1 – A propósito de Llewyn Davis (Joel Coen, Ethan Coen)
Los hermanos Coen nunca han dejado de hacer grandes películas, pero hacía tiempo (desde El hombre que nunca estuvo allí, probablemente) que no entregaban una tan fantasmalmente bella e inquietante como ésta. Este retrato de un perdedor, hiriente y sutil a partes iguales, filtra la desesperación de su protagonista a través de una narración contenida y asombrosamente precisa, cuyo tono, progresivamente extraño, acaba cristalizando en algunos de los momentos cinematográficos más emocionantes y hermosos del año (toda la secuencia de autostop o el encuentro con Murray Abraham, por ejemplo).
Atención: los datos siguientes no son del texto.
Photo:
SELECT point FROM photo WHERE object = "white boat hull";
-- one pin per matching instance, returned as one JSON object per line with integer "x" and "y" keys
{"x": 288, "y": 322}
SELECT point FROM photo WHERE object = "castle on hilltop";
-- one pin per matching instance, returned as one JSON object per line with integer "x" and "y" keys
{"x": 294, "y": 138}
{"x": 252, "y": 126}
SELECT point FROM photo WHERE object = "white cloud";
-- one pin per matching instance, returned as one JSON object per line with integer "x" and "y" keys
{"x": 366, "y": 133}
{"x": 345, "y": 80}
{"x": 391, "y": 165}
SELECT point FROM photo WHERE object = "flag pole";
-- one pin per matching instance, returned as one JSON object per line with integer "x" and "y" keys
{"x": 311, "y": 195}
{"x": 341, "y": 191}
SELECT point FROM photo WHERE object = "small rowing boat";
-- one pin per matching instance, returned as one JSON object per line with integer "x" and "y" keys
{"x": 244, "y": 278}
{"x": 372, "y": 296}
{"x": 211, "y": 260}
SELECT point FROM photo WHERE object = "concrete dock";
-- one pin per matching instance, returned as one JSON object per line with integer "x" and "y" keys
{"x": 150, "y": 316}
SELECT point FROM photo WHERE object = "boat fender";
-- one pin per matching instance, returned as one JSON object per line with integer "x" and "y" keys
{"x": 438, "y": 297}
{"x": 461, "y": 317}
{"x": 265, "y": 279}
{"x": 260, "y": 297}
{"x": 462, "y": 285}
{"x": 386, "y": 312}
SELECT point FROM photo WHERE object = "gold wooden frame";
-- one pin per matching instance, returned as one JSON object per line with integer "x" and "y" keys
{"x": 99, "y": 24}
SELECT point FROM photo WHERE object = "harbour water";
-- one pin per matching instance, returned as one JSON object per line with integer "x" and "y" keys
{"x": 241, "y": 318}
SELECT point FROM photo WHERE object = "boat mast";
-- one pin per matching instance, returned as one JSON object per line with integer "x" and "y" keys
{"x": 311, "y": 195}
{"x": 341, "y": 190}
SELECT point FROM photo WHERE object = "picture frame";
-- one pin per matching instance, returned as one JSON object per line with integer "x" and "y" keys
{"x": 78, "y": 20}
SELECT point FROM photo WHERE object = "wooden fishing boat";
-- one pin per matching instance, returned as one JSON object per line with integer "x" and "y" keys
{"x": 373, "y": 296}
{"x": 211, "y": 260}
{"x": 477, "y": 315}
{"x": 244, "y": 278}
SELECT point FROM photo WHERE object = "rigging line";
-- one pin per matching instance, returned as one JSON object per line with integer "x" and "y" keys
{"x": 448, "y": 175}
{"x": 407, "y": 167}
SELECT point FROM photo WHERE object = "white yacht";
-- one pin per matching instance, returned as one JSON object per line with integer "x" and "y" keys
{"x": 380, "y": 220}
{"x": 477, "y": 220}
De este modo, lo que en principio debería ser una crónica de la escena folk del Nueva York de los años 60, pasa a convertirse en algo más profundo y turbador. Con A propósito de Llewyn Davis, los artífices de Fargo no sólo han añadido una nueva obra maestra a su envidiable filmografía, sino que han parido un clásico atemporal y misterioso que, como las canciones que interpreta Oscar Isaac, te cala el alma hasta los huesos de una forma engañosamente sencilla, humilde, sosegada.